Il convient en effet, de relever que ces pratiques se sont pérennisées et amplifier au fil du temps pour laisser s’installer une véritable “chienlit” dont le gouvernement est aujourd’hui confronté. Au point que malgré les multiples interpellations, certains récidivistes et contrevenants notoires, s’illustrent toujours dans un bras de fer avec les différentes administrations (Direction générale des transports terrestres, Centre national d’édition de documents de transports, Centre national de l’examen du permis de conduire) où ils bénéficient pourtant de passe-droits dans la délivrance complaisante de certains documents de transport, parfois à la barbe de l’Autorité ministérielle, et en complicité avec les différents syndicats de transporteurs terrestres.

Parmi ces documents, on cite : les Licences de transports, les Autorisations spéciales de circuler qui sont délivrées à certaines grosses multinationales pour le transport de grumes ou de marchandises diverses outrepassant les mesures de sécurité. Dont le motif prévalu est “la relance de l’économie” (?).

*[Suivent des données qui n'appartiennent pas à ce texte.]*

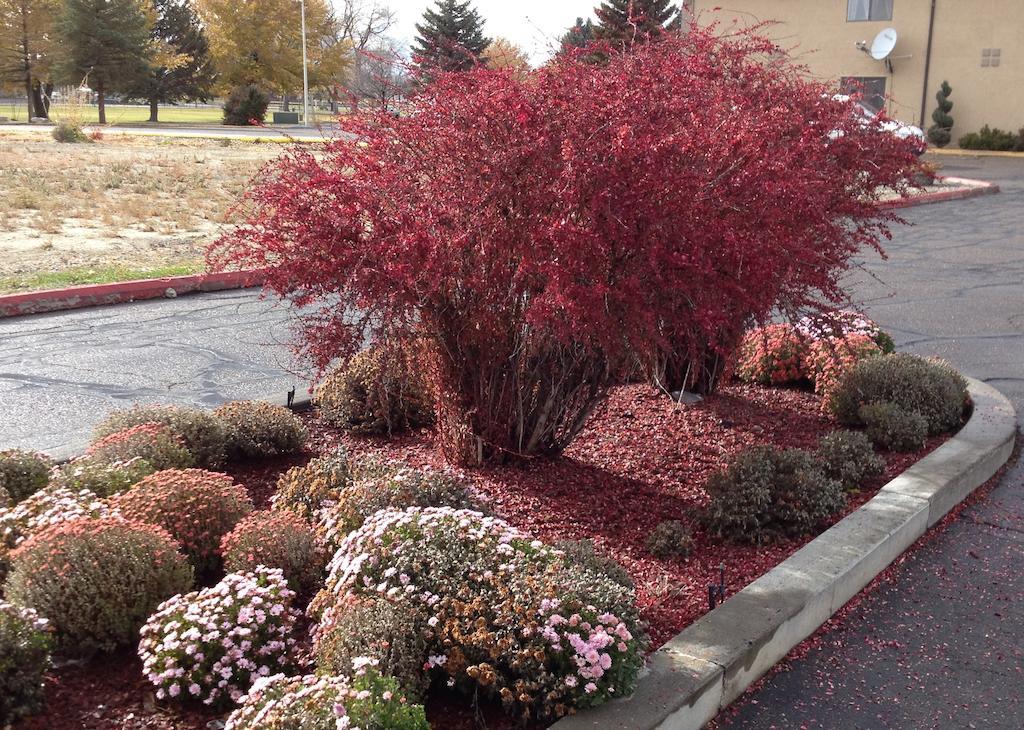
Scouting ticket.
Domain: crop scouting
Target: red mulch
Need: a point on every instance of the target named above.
(640, 461)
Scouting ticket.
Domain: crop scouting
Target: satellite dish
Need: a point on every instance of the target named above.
(884, 44)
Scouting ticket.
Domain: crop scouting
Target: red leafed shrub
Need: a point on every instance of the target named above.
(544, 233)
(828, 359)
(197, 507)
(772, 355)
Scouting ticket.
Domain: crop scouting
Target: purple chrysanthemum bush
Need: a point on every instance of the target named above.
(212, 644)
(504, 614)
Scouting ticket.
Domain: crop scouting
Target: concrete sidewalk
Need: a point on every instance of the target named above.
(942, 646)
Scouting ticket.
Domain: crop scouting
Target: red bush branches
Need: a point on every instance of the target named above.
(544, 234)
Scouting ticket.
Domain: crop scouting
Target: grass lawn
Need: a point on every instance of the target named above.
(92, 274)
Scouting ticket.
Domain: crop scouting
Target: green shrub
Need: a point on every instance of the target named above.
(305, 490)
(370, 701)
(24, 473)
(201, 432)
(671, 539)
(931, 388)
(766, 494)
(894, 428)
(988, 138)
(848, 458)
(258, 429)
(70, 132)
(586, 554)
(379, 390)
(198, 508)
(390, 633)
(246, 105)
(96, 580)
(276, 540)
(25, 657)
(390, 486)
(153, 442)
(100, 477)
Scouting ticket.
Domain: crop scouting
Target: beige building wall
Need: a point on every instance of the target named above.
(819, 36)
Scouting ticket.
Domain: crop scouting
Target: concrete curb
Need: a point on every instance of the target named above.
(972, 188)
(99, 294)
(711, 662)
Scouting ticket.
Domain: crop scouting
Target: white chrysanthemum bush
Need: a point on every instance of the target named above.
(367, 701)
(212, 644)
(504, 614)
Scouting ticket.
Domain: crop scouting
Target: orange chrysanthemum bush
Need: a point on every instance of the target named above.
(276, 540)
(152, 442)
(505, 614)
(197, 507)
(96, 580)
(543, 233)
(829, 358)
(772, 355)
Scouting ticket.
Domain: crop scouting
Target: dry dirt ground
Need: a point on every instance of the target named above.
(134, 202)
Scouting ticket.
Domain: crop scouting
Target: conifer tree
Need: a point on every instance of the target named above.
(451, 38)
(624, 23)
(181, 70)
(941, 132)
(105, 42)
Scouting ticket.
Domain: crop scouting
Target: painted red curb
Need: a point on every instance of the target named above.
(99, 294)
(973, 188)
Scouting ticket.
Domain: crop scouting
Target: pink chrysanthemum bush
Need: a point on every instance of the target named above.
(367, 701)
(212, 644)
(276, 540)
(541, 234)
(198, 507)
(506, 614)
(775, 354)
(96, 580)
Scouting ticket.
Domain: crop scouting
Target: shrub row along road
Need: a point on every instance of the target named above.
(942, 645)
(939, 647)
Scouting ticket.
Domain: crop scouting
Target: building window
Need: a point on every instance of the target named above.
(870, 88)
(869, 10)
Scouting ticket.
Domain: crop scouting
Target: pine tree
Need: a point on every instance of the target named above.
(105, 42)
(580, 36)
(624, 23)
(181, 70)
(451, 38)
(941, 132)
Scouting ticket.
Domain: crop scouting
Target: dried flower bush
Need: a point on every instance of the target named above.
(893, 427)
(774, 354)
(929, 387)
(212, 644)
(96, 580)
(670, 539)
(379, 390)
(152, 442)
(25, 658)
(24, 473)
(367, 701)
(507, 615)
(197, 507)
(849, 458)
(766, 494)
(259, 429)
(305, 490)
(276, 540)
(201, 431)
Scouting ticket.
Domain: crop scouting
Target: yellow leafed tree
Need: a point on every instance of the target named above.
(259, 42)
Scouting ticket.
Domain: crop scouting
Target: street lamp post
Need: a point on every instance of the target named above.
(305, 75)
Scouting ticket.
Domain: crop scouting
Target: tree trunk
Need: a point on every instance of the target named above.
(101, 102)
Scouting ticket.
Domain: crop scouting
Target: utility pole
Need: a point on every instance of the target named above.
(305, 73)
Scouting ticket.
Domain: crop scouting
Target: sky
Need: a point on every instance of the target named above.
(535, 26)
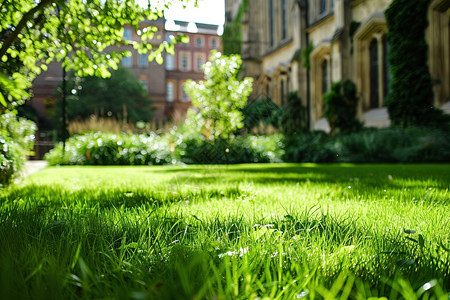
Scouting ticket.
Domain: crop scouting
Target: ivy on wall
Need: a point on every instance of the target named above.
(232, 32)
(410, 98)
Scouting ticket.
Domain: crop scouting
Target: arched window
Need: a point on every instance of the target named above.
(386, 73)
(374, 83)
(323, 6)
(324, 77)
(271, 23)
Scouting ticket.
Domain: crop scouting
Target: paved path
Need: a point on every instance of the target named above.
(32, 166)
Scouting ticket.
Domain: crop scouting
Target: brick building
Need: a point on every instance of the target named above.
(162, 82)
(187, 62)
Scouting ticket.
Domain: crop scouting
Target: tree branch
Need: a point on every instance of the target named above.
(26, 17)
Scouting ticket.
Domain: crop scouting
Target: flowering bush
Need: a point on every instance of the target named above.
(112, 149)
(16, 140)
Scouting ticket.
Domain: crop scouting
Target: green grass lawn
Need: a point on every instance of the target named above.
(273, 231)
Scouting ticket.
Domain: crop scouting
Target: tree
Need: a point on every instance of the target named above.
(78, 33)
(121, 96)
(410, 98)
(340, 107)
(218, 100)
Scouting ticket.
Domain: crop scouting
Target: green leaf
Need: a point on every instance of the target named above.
(2, 100)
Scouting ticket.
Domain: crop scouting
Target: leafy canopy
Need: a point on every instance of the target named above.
(218, 100)
(121, 96)
(81, 34)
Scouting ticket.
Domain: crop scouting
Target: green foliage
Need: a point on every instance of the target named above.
(194, 149)
(395, 145)
(389, 145)
(112, 149)
(261, 111)
(33, 34)
(410, 98)
(121, 96)
(316, 146)
(218, 100)
(340, 108)
(16, 141)
(293, 119)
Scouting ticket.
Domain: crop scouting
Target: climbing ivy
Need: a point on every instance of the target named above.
(410, 98)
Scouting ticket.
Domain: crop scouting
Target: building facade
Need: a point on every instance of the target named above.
(163, 82)
(187, 62)
(305, 46)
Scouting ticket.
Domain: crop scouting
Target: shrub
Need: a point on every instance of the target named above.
(218, 100)
(395, 145)
(389, 145)
(16, 140)
(112, 149)
(193, 149)
(341, 108)
(314, 146)
(261, 111)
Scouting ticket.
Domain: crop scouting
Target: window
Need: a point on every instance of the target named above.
(170, 62)
(127, 34)
(324, 77)
(199, 63)
(169, 91)
(199, 42)
(184, 63)
(184, 96)
(144, 84)
(374, 83)
(127, 61)
(323, 6)
(143, 61)
(283, 19)
(386, 74)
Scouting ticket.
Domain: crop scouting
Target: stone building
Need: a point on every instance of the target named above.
(337, 40)
(162, 82)
(187, 61)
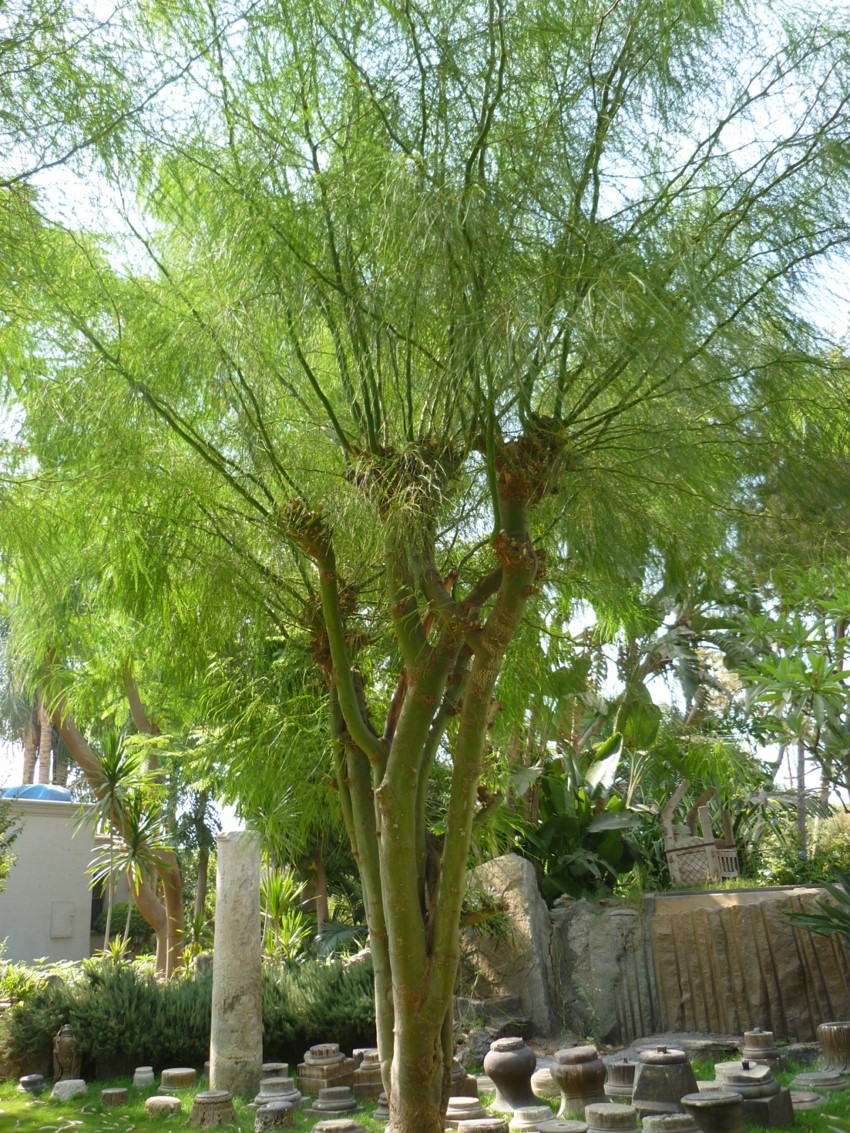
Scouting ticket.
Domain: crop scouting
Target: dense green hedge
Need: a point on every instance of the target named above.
(122, 1018)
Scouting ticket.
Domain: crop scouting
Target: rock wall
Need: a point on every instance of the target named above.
(731, 961)
(520, 962)
(720, 962)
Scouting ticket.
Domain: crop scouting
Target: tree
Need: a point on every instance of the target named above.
(426, 291)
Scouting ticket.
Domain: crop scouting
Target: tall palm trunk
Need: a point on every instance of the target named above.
(45, 743)
(31, 749)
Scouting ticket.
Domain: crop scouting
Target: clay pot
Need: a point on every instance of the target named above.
(611, 1117)
(715, 1110)
(662, 1078)
(580, 1078)
(510, 1064)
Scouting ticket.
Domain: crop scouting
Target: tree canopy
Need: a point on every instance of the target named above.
(419, 317)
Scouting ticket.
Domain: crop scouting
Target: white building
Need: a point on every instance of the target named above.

Munis de ces sésames, certains conducteurs de ces mastodontes sont libres de circuler à des heures exceptionnelles. Pas étonnant que l’on se retrouve avec de nombreux morts sur les routes gabonaises que l’on pourrait interpréter comme “les routes de la mort”.

Occasion de revenir sur ce partenariat, en veilleuse, entre l’État gabonais (Ministère des transports) et le Cabinet d’expertise ICS (Inspection consulting services) en vue de l’assainissement et la modernisation du secteur de transports au Gabon.

La mise en œuvre de ce partenariat avait soulevé un tollé général chez les responsables des syndicats de transporteurs terrestres qui entrevoyaient une volonté du gouvernement de mettre un terme au désordre instauré dans le secteur.

Le cabinet ICS avait pour mission de faire des métiers du transport des professions diplomates. La nationalisation du secteur. L’uniformisation des coûts de transport en zones urbaine, sub-urbaine et interurbaine.

Détenu à plus de 90 % de main-d’œuvre étrangère au Gabon, dont une grande majorité d’expatriés clandestins, il n’est pas étonnant que le racket devienne monnaie courante, le secteur du transport terrestre dans de nombreux pays africains est aux mains des nationaux pour des raisons évidentes de stratégie. Les rares étrangers que l’on y trouve sont assujettis d’une licence ou certificat d’emploi d’une durée légale d’un an renouvelable une fois, délivré par les services compétents.

La gravité de la situation meurtrière devenue des routes gabonaises est si préoccupante pour le Ministère des transports qui en a fait son cheval de bataille pour appliquer les lois. Des mesures drastiques en vue du renforcement du cadre législatif et réglementaire devraient être préconisées à l’encontre des contrevenants moraux et physiques. C’est un défi immense à relever pour les pouvoirs publics.